International AIDS Activist, Hydeia Broadbent, has spent most of her life speaking publicly about HIV/AIDS. At birth, Broadbent contracted HIV from her drug-addict mother. Not expected to live past the age of five, Broadbent defied all the odds and lives a normal life today. Broadbent is committed more than ever to educate others about HIV/AIDS in hopes of saving lives. Broadbent once wrote, “It is something I felt I needed to do, and until the virus disappears or there is a cure, it will always be something that I do.”
A Word For My Sistas: One thing that I find so remarkable about you is that you became an AIDS activist at such an early age and also during a time when there was this huge stigma surrounding HIV/AIDS. How did you come to the decision to use your voice to spread your knowledge about HIV/AIDS?
Hydeia Broadbent: I wanted to speak out so my friends could be open about living with HIV/AIDS. A lot of my friends were not public out of fear that their parents might lose their jobs or be kicked out of their homes. We all remember what Ryan White went through and it caused a lot of fear for other families. I wanted to change that!
A Word For My Sistas: I feel that even in 2010, there is still this stigma surrounding HIV/AIDS within our community. Do you feel the same way? And if so, what do you think can be done to change this?
Hydeia Broadbent: Yes, people only want to talk about HIV/AIDS on December 1 or on June 27. I wish I could only think about it on those two dates!
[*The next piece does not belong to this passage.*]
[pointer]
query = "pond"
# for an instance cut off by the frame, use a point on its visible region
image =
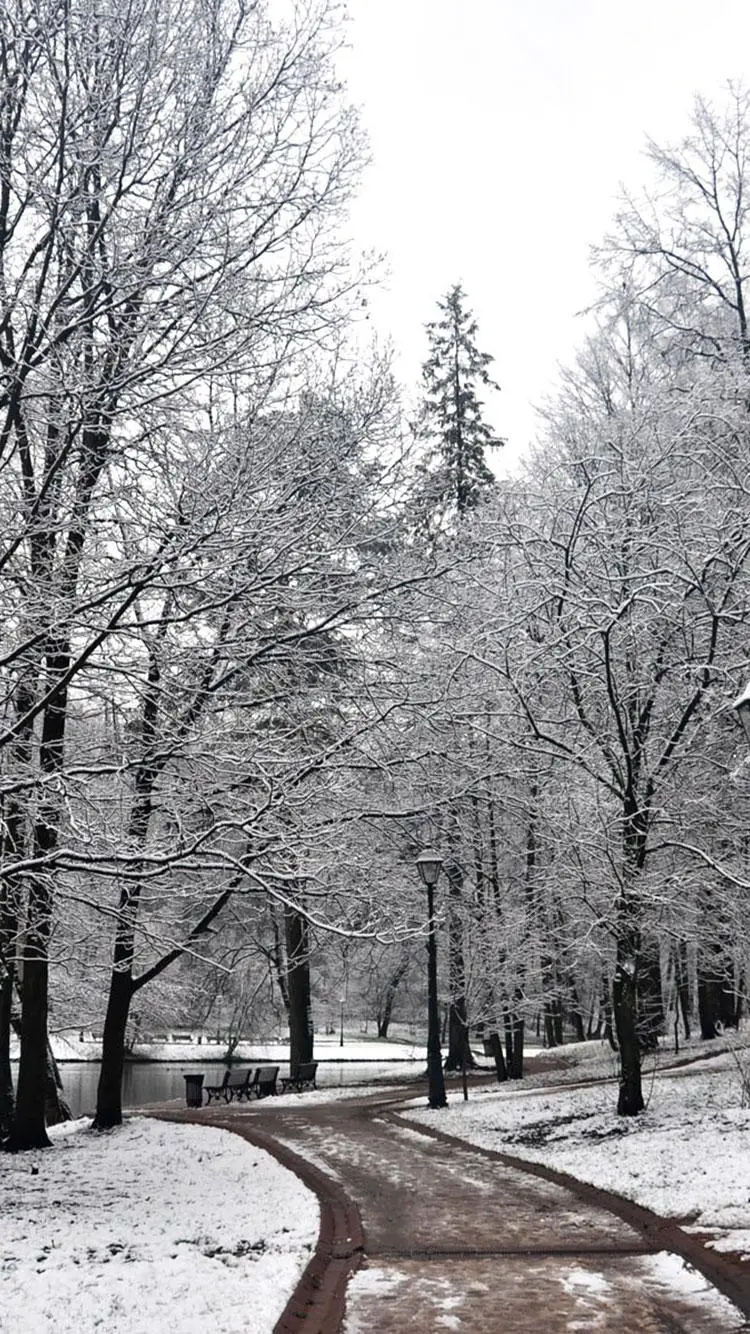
(148, 1082)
We need to start talking about it more. Seeing that at the end of 2007, the CDC estimated that 468,578 people were living with AIDS in America. We might want to wake up and start being safe. We want to believe that it will not happen to us. HIV/AIDS does not care if you are Black/White rich or poor. H in HIV stands for Human, which means US everyone! So people need to stop thinking that it will not happen to them and start asking what they can do to make sure that they do not test positive.
A Word For My Sistas: I think that one way HIV infection rates among women can be reduced if more women insist that their partners wear condoms during sex. Why do you think it is so hard for some women to speak up and insist on condom usage when having sex with their partners?
Hydeia Broadbent: Because women do not want to do things to make the man they are sleeping with upset. So many women are afraid to be alone! We get those same old lines, “What, you don’t trust me?” Or “What, you think I am sleeping around?” The truth is that it is 2010 and you can die from having sex; maybe not in the act, but over time. We know people cheat and we need to be more reasonable when it comes to our heath, because no one else will be. We can no longer trust the people we love with our lives because some people can be shady and can just be looking out for themselves! Women need to understand that they hold more power than they realize! If you do not want to use condoms, go with your partner to get tested. If you can not go together, then there is a problem. Should you really be sleeping with this person?
A Word For My Sistas: Doctors said that you would not live past the age of five. You certainly proved them wrong. How is your health today?
Hydeia Broadbent: My heath today is pretty good!
A Word For My Sistas: If I am not mistaken, you are currently in a relationship. Has it been difficult dating or having a relationship when you are a person living with AIDS?
Hydeia Broadbent: For me, I have always been public about my status, so I never really had to sit someone down to tell them that I was living with AIDS. I have taken them with me to meet my doctors to educate them about what is safe and what is not safe. I was once in love with someone who was not strong enough to deal with me having AIDS. That affected me a lot because AIDS is a part of me. I can not hide that fact or act like it is not there. So not being able to deal with me having AIDS means you can not deal with me! I am now in a relationship with a person who is man enough to tell people to shut up if they make jokes or question him about why he is dating me. I am very blessed to have found true love!
A Word For My Sistas: Is getting married and having children a part of your destiny?
Hydeia Broadbent: I believe so. I am just not sure when. My boyfriend and I have talked about marriage and talked about when will be the right time to get married. When he is done with school and we have enough money set side, we will get married! I would love to have children, but there is a lot to consider when it comes to that. So I am not sure. I might adopt a baby!
A Word For My Sistas: To those people, for whatever reason, who think that HIV/AIDS can’t happen to them, what would you say?
Hydeia Broadbent: All it takes is one time! HIV/AIDS is not picky at all. It does not care about race, religion, or income. So be educated about how you can get HIV/AIDS. Get tested and be safe!
A Word For My Sistas: Finish the following sentence for me. I hope someday that…..
Hydeia Broadbent: World AIDS Day will be a day we remember the people who fought hard to end HIV/AIDS and remember the people we lost along the way. Not a day we have to use to inform people about the facts or test people because we will have a cure!